How COVID-19 is putting AI at center stage

The rapid adoption of AI to fight COVID-19 is likely to provide evidence for what works—and what doesn’t—for healthcare applications.
Jeff Rowe

While AI has been widely enlisted in the fight against the coronavirus, those on the front lines of patient care aren’t the only ones who’ve turned to the suite of new technologies for assistance in moving healthcare forward.

As a recent article in Genetic Engineering & Biotechnology News noted, many stakeholders in biotech are beginning to explore the potential for AI to help them develop new drugs or repurpose existing drugs to treat COVID-19.

AI hasn’t always been embraced by the biotech industry, Ronald Dorenbos, PhD, MSc, director and founder of consulting firm BioFrontline, said. “A lot of the conservatism that was there in the industry is now kind of disappearing. Even some of these people that were against using [AI and machine learning], they now see the advantages.”

Not surprisingly, among the current venues being explored is repurposing drugs to help treat COVID-19.
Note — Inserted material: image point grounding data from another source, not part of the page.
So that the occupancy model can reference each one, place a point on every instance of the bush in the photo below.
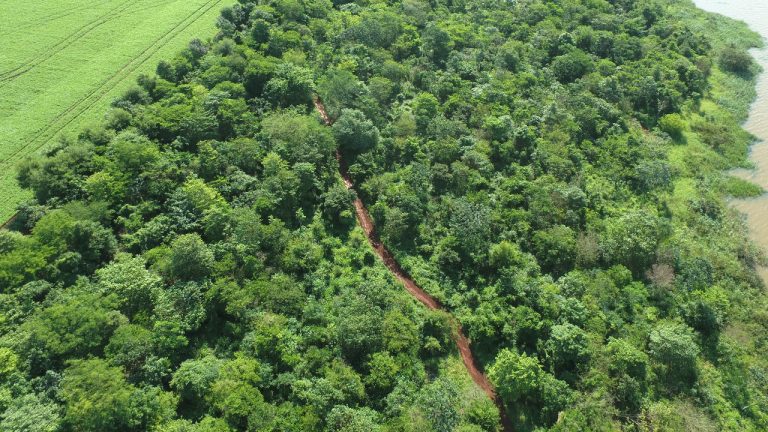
(736, 60)
(672, 124)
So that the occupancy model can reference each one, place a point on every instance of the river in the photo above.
(755, 14)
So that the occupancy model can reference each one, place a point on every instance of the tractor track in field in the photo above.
(43, 135)
(122, 10)
(462, 342)
(52, 17)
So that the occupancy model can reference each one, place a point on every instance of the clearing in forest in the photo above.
(64, 61)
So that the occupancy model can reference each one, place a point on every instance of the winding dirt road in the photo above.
(462, 343)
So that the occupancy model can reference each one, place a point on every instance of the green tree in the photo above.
(97, 397)
(354, 132)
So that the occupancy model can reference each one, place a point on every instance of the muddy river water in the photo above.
(755, 14)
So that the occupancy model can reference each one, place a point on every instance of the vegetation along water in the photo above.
(382, 216)
(755, 14)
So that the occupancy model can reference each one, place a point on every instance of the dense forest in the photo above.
(551, 171)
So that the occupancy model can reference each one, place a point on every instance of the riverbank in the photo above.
(751, 107)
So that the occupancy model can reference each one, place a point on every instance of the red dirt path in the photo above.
(462, 343)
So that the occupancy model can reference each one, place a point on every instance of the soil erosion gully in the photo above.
(365, 221)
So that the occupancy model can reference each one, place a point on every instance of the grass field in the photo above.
(62, 62)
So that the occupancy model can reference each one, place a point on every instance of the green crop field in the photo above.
(62, 62)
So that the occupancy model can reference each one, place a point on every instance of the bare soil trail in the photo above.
(461, 340)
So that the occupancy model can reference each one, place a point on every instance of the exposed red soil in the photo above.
(462, 342)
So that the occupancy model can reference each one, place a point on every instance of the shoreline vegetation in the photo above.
(552, 173)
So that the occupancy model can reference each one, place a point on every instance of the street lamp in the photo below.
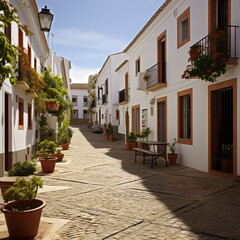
(45, 19)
For example, Russ Altman, MD, PhD, co-director of the Stanford Institute for Human-Centered AI, pointed to the use of AI to examine EMRs. The question there is: “Do I see patterns in the medications the patients are on, the pre-existing diseases they have or other elements of their EMRs that predict when they do poorly and when they do well?”

Altman explained that if a molecular prediction points to a small-molecule drug, and medical record databases show that patients taking that drug for another condition are not showing up in the ICU as would be expected, that’s interesting. “If we see that those same drugs are underrepresented in COVID-19 severe patients, that might suggest there’s been [an experiment] already done on these drugs indicating that they might be useful. These would give you a lot of confidence you’re on the right track.”
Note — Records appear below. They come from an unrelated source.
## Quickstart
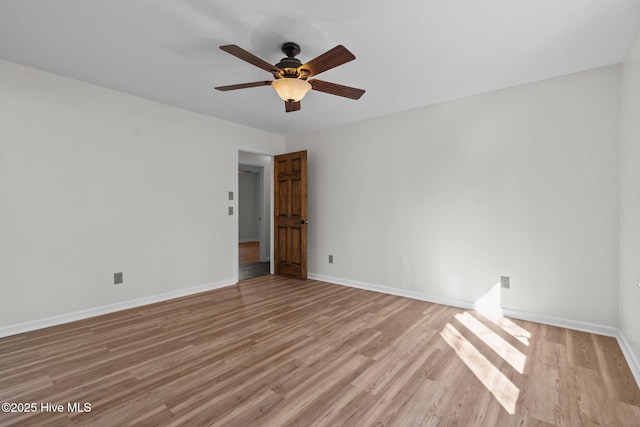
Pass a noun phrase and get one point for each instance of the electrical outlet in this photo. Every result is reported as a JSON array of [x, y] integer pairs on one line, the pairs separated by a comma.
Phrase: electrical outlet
[[505, 282]]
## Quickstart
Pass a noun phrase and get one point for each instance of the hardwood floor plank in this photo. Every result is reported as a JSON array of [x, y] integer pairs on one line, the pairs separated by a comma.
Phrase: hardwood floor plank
[[275, 351]]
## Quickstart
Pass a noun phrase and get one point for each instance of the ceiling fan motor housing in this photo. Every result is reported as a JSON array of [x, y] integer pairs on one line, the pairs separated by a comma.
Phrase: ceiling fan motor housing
[[289, 66]]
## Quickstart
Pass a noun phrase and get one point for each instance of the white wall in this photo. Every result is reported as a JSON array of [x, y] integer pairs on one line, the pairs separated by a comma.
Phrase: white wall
[[94, 181], [630, 198], [444, 199]]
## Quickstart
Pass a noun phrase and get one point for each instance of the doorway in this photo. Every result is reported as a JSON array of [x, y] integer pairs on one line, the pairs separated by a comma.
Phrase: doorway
[[254, 189]]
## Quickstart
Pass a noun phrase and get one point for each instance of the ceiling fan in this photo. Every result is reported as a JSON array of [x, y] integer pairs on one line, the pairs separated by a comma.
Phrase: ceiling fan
[[290, 74]]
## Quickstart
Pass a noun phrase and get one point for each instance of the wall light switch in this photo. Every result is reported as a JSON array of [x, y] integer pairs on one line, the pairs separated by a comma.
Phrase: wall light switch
[[505, 282]]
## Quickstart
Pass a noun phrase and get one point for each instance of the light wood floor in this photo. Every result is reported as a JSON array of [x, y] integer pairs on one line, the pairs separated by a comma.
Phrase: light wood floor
[[282, 352], [248, 252]]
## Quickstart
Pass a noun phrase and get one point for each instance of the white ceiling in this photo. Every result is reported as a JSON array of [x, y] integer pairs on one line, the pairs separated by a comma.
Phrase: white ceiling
[[409, 53]]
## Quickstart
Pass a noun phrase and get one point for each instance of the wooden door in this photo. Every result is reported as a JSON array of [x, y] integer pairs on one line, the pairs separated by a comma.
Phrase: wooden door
[[290, 214]]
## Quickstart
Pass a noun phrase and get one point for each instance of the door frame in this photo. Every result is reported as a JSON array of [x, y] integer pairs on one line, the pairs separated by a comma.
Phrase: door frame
[[234, 203]]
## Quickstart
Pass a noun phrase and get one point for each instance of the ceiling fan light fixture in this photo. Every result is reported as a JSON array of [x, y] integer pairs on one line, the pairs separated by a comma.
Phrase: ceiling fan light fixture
[[289, 88]]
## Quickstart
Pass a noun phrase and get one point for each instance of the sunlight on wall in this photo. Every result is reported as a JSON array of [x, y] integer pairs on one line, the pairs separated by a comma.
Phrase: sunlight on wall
[[490, 303], [505, 392]]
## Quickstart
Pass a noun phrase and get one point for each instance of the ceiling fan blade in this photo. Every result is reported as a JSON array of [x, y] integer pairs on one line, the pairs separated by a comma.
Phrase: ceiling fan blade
[[239, 52], [328, 60], [290, 106], [243, 86], [336, 89]]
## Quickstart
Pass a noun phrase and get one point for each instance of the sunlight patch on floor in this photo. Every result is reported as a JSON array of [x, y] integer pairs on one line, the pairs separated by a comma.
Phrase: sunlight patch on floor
[[511, 328], [505, 392], [498, 344]]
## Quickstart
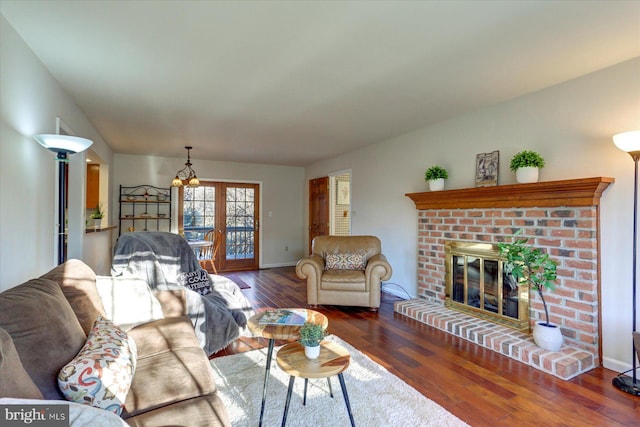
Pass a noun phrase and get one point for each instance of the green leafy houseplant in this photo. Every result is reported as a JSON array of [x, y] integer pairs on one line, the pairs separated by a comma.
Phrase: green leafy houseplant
[[435, 172], [311, 334], [529, 265], [526, 158], [97, 212]]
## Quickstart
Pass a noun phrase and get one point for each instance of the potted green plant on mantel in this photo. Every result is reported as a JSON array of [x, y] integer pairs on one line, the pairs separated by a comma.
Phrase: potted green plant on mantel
[[97, 215], [526, 164], [531, 266], [435, 176], [310, 336]]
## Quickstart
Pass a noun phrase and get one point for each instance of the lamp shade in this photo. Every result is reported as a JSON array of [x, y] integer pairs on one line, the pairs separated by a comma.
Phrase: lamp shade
[[63, 143], [628, 141]]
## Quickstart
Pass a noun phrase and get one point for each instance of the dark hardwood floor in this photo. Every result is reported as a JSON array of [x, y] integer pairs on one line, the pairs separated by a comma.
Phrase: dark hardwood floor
[[479, 386]]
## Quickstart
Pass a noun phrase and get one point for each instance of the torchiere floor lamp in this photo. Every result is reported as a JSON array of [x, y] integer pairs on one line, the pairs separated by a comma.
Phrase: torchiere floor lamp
[[62, 145], [630, 142]]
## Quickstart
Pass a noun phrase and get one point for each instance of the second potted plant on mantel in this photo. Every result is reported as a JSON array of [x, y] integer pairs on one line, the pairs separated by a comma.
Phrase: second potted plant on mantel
[[311, 334], [97, 215], [435, 176], [526, 164], [531, 266]]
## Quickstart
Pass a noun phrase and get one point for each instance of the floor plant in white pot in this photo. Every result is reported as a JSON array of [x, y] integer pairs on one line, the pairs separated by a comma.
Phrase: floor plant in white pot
[[530, 266], [310, 336]]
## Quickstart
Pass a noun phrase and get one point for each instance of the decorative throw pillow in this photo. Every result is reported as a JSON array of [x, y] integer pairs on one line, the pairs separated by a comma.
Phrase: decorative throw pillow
[[100, 375], [196, 281], [348, 261]]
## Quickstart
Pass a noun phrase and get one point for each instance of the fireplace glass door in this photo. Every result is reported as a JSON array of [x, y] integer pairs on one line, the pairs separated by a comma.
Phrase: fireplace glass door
[[477, 285]]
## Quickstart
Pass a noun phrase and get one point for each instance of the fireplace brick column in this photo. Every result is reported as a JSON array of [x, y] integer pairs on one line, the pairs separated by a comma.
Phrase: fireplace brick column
[[569, 235], [560, 217]]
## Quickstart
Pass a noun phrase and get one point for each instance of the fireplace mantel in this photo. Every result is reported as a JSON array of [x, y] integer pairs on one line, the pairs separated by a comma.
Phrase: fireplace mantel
[[572, 192]]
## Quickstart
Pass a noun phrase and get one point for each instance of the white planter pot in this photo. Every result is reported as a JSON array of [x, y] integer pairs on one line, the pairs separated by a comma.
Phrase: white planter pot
[[527, 174], [312, 352], [436, 184], [547, 337]]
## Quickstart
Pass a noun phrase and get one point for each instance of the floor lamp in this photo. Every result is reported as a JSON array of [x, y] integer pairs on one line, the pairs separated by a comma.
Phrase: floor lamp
[[62, 145], [630, 142]]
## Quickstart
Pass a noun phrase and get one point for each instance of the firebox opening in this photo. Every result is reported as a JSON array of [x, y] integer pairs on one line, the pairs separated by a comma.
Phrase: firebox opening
[[476, 284]]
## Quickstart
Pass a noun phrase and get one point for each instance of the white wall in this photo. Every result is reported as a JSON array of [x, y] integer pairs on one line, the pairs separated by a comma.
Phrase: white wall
[[570, 124], [281, 187], [30, 101]]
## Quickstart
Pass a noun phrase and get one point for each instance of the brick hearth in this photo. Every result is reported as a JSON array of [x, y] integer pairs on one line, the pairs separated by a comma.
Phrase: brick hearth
[[565, 364], [560, 217]]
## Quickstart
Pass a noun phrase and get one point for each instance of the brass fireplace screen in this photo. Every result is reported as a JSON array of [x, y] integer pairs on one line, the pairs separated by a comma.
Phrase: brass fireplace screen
[[476, 285]]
Other companies are also using AI in COVID-19 drug discovery, the article noted, but with the goal of identifying entirely new drug candidates. 

For example, the article points to a recently announced collaboration agreement between French AI startup Iktos and SRI International, a non-profit research institute in Menlo Park, California, to accelerate development of novel antivirals.
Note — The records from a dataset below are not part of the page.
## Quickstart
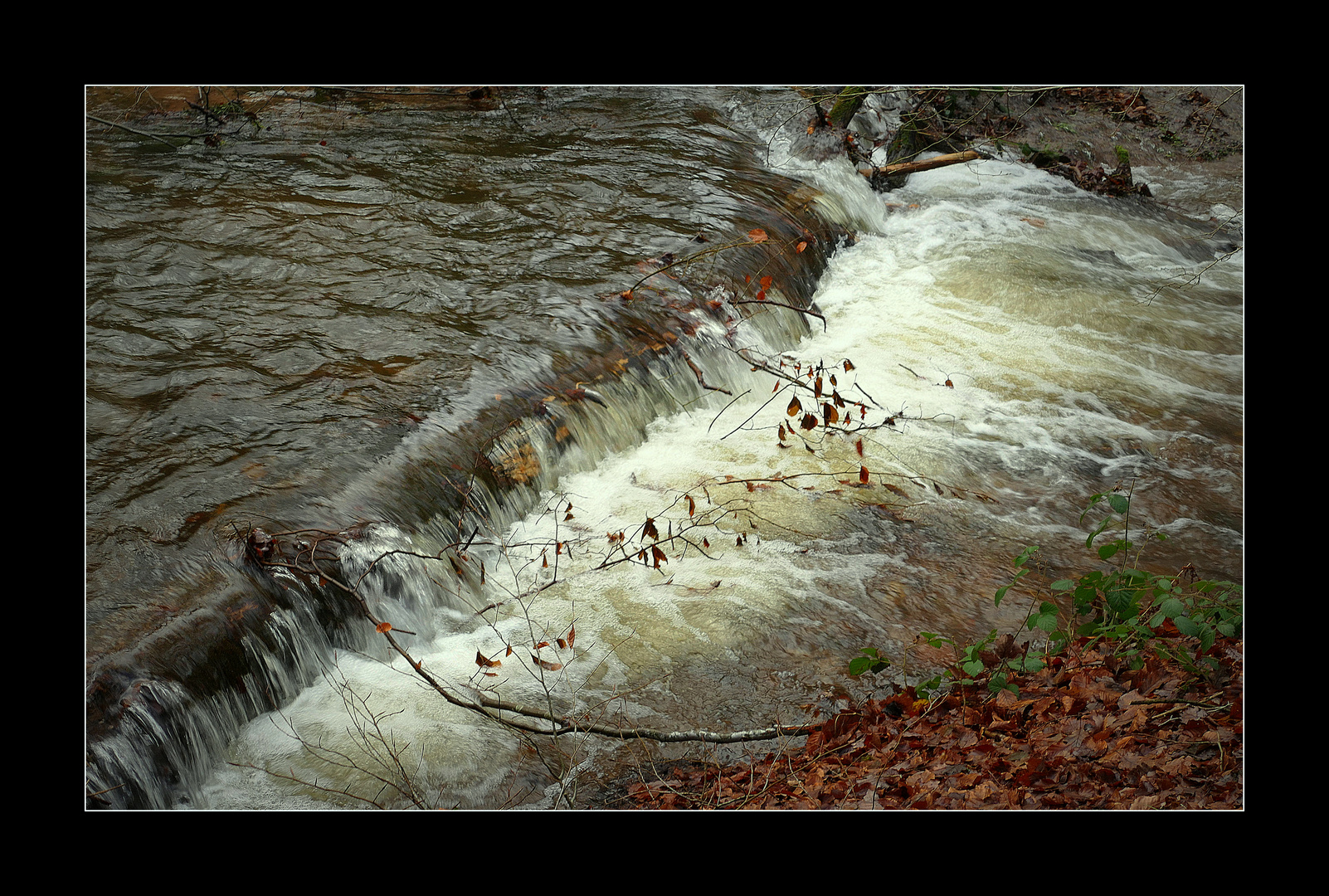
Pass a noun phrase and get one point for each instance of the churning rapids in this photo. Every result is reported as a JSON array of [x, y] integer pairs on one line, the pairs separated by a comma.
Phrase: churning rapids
[[410, 326]]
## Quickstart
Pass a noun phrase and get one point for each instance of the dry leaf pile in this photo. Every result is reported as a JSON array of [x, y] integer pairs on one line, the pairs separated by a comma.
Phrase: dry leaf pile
[[1085, 733]]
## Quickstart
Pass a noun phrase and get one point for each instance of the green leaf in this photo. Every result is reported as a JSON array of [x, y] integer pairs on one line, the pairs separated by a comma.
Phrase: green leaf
[[1185, 625]]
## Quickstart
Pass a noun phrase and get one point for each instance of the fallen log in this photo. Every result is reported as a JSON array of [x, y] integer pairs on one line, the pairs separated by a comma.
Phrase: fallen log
[[909, 168]]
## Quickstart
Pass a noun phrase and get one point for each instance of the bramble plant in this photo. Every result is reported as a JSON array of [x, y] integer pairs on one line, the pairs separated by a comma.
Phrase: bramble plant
[[1123, 605]]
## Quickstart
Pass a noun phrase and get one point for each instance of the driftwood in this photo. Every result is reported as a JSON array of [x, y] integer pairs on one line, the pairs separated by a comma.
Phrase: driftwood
[[909, 168]]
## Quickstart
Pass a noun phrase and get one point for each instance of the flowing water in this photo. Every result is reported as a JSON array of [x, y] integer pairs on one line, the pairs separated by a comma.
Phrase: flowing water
[[340, 319]]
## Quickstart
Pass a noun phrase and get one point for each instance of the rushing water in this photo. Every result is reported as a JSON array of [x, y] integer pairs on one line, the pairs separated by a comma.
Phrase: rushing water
[[327, 324]]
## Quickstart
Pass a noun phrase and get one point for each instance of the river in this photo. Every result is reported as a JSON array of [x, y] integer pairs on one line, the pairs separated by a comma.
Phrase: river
[[338, 319]]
According to Nathan Collins, PhD, SRI’s chief strategy officer for biosciences, the partnership’s goal is to reduce the time to develop a target molecule to do preclinical and clinical testing from 3-5 years to a matter of months.

SRI has designed several automated systems for rapid reaction design to design molecules using AI to identify the best synthetic route. “We take that synthetic method and apply it to a very rapid reaction screening system that uses inkjet printing to screen the chemical methods that we’ve predicted on our AI systems to say what will actually work vs. what we will need to do more work to make actually happen,” Collins told GEN.

In the end, Stanford’s Altman cautioned that, for all the potential, beyond the pandemic AI is destined to be one piece of the overall technology puzzle.

“When we get through this, we will look back and see AI did act as a team member with the other technologies and contribute to a solution coming faster than we would have otherwise,” he said. “This could be a moment where we saw how to use AI in a constructive way to help with these big medical and biomedical challenges.”